Joe Biden, inspired to run in shadow of Charlottesville anti-Semitism, wins the presidency

Democratic presidential nominee Joe Biden addresses the nation at the Chase Center in Wilmington, Delaware, Nov. 6 2020. (Drew Angerer/Getty Images)

by Ron Kampeas

WASHINGTON (JTA) — Major media have called the presidency for Joe Biden, citing what they say is his insurmountable lead in votes counted in Pennsylvania.

The former vice president achieved the rare ousting of an incumbent president, Donald Trump, and stands to dramatically shift U.S. policy in a number of areas, including a robust confrontation with the flourishing of bigotry in the United States and the repairing of U.S. ties with European and Asian allies.

The outcome was called Saturday, the fifth day of counting in five states where the outcome was close: Pennsylvania, Arizona, Nevada and Georgia, where Biden is leading, and North Carolina, where Trump is leading. Outlets calling the election for Biden included NBC, CNN, the Washington Post and The Associated Press.

Biden’s win also makes some Jewish history: Doug Emhoff, husband to Vice President-elect Kamala Harris, will be the first male and the first Jew in a spousal supporting role for a vice president.

Biden launched his campaign in April 2019 saying he was spurred to run — an option he forewent in 2016 — because of what he said was Trump’s encouragement of bigotry and anti-Semitism. Biden singled out Trump’s equivocations after the deadly neo-Nazi march in Charlottesville, Virginia in 2017.

One of his likeliest foreign policy shifts will be to reenter the Iran nuclear deal, which relieved sanctions on Iran in exchange for a rollback of its nuclear program.

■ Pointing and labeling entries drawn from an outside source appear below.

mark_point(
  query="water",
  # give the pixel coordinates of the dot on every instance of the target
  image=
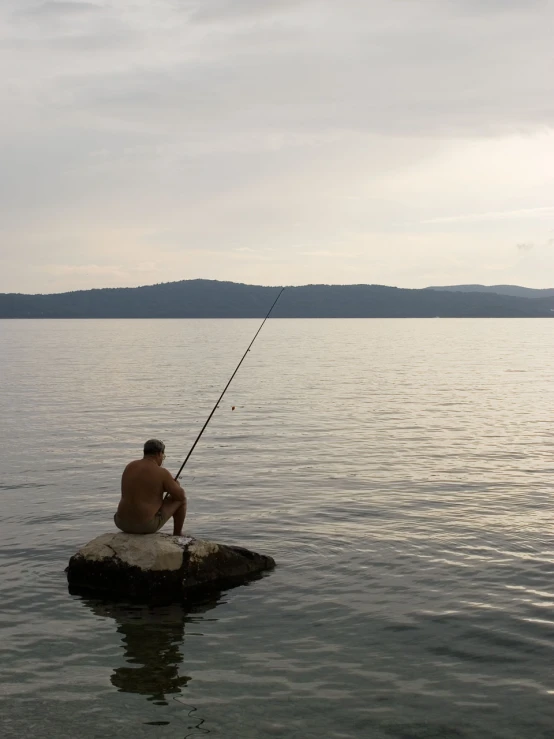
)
(399, 471)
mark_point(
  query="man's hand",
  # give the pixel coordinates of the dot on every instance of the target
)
(172, 487)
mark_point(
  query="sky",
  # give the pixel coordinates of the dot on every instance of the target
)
(276, 142)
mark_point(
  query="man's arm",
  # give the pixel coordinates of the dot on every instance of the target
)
(172, 487)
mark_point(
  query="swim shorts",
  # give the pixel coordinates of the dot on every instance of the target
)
(150, 527)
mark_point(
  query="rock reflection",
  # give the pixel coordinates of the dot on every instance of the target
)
(153, 639)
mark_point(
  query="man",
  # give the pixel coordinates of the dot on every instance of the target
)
(142, 508)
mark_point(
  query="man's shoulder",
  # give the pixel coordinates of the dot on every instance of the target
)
(134, 463)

Trump exited the deal in 2018, although the United States’ European partners did not, a major point of contention in the western alliance. Iran, hit by deeply intensified U.S. sanctions, has seen its economy crumble, but is advancing its nuclear program more aggressively than ever, citing Trump’s walkout as a pretext.

Biden otherwise will likely leave much of Trump’s Israel-related policy intact: He has said he will not move the U.S. embassy back to Tel Aviv from Jerusalem, and has praised the normalization accords Trump brokered between Israel and the United Arab Emirates, Sudan and Bahrain. Biden and Harris have pledged to restore U.S. funding to the Palestinians cut by the Trump administration and the focus on achieving a two-state solution.

Late Friday night, Biden spoke in his hometown of Wilmington, Delaware, anticipating a win, but not outright calling it. It was an impassioned appeal for unity after one of the most divisive elections in U.S. history.

“I will work as hard for those who voted against me as those who voted for me,” he said. “We don’t have any time to waste on partisan warfare.”

Trump was not conceding. “We all know why Joe Biden is rushing to falsely pose as the winner, and why his media allies are trying so hard to help him: they don’t want the truth to be exposed,” said Trump who has falsely claimed vote fraud since the counting started, and whio has mounted legal challenges against Biden majorities in some states. “The simple fact is this election is far from over.”